Prof. Tyndall, however, is impatient of any contradiction. He admits that he has not verified the effect of wind-currents "by means of a captive balloon rising high enough to catch the deflected wave," but none the less he ventures to propound his hypothesis as the last word of science in the premises. Indeed, he takes great credit to himself for having been able to rise above "the authority" of Prof. Henry in this investigation. He says that in one of his "phases of thought" on the question he passed through the solution "which Prof. Henry now offers for acceptation," "weighed it in the balance," and "found it wanting." And, as if this language were not supercilious enough, he proceeds to indulge in the following self-complacent reflections:

"But though it [Prof. Henry's solution of ocean-echoes] thus deflected me from the proper track, shall I say that authority in science is injurious? Not without some qualification. It is not only injurious, but deadly, when it cows the intellect into fear of questioning it. But the authority which so merits our respect as to compel us to test and overthrow all its supports, before accepting a conclusion opposed to it, is not wholly noxious. On the contrary, the disciplines it imposes may be in the highest degree salutary, though they may end, as in the present case, in the ruin of authority."

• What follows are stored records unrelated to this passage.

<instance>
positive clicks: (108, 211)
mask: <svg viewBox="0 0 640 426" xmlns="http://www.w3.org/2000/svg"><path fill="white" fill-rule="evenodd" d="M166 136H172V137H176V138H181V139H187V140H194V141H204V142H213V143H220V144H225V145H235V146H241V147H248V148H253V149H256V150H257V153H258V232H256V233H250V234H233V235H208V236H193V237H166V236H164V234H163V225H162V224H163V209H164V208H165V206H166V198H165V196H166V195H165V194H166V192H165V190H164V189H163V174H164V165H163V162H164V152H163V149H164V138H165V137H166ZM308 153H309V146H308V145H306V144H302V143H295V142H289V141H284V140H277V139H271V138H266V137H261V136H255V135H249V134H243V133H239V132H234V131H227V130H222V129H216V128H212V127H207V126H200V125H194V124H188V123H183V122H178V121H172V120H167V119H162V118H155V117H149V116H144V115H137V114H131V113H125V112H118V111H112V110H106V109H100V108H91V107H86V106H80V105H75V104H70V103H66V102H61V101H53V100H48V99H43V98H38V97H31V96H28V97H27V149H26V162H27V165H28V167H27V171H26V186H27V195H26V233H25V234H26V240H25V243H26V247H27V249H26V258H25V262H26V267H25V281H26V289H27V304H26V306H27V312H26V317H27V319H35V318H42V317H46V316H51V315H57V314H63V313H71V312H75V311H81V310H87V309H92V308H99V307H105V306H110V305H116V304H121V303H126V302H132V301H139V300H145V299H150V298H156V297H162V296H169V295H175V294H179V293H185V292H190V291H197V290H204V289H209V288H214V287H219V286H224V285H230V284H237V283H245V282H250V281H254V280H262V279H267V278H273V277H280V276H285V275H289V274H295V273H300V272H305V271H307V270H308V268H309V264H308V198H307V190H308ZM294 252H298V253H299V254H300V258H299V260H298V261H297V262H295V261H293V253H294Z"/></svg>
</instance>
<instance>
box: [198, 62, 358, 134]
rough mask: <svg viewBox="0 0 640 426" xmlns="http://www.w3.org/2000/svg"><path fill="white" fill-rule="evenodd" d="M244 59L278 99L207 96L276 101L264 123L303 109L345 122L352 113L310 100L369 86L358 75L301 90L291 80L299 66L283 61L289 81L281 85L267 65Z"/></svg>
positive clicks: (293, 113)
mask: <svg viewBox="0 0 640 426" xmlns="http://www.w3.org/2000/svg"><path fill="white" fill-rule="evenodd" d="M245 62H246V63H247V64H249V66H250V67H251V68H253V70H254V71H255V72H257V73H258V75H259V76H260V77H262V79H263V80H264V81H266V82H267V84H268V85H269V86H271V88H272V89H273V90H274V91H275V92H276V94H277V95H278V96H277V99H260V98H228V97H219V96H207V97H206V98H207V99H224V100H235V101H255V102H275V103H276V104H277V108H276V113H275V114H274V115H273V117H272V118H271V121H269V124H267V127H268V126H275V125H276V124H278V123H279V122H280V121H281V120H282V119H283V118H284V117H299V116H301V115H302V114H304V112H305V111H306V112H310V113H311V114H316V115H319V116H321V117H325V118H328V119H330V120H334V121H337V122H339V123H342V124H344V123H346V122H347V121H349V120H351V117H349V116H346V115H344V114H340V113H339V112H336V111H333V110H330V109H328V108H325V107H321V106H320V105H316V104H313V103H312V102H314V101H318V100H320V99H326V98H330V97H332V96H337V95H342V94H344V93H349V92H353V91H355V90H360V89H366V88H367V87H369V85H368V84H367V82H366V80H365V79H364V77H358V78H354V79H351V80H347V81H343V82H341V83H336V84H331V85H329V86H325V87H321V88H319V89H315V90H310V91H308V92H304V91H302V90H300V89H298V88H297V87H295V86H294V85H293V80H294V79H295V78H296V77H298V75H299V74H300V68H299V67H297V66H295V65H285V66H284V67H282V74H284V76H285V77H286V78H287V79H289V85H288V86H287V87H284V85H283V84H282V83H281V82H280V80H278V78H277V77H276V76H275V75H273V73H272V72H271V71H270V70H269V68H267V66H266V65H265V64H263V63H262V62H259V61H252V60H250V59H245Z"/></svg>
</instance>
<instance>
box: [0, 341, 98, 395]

It is impossible to conceive of language more expressive of vanity, conceit, and arrogance, than this ascription of intellectual superiority to which Prof. Tyndall treats himself on the assumption that he has laid "the authority" of Prof. Henry in "ruins" upon the question of atmospheric sound. At no time and in no place has Prof. Henry assumed to speak "by authority" on the subject. The man of straw whom Tyndall sets up under cover of Henry's name, in order to exhibit upon it the strength and prowess of his intellectual muscle, is a cheap device of rhetoric which a much inferior man might have disdained to employ in a case like this. The cause of science does not profit by the self-laudation of its votaries, and Prof. Tyndall's praises are in the mouths of too many people to render it necessary for him to praise himself at the expense of Prof. Henry or of anybody else.

REPLY OF PROFESSOR TYNDALL.[1]

To the Editor of the Nation.

Sir: I have been favored with a copy of the Nation of October 8th, and would ask permission to make a few remarks on the critique of my work on "Sound" therein contained.

With regard to Prof. Henry, I hope I am not presumptuous in venturing the opinion, and expressing the belief, that his earlier scientific labors were marked by rare power and originality, and that his later years have been usefully and honorably employed in the service

  1. From the Nation of December 23, 1875.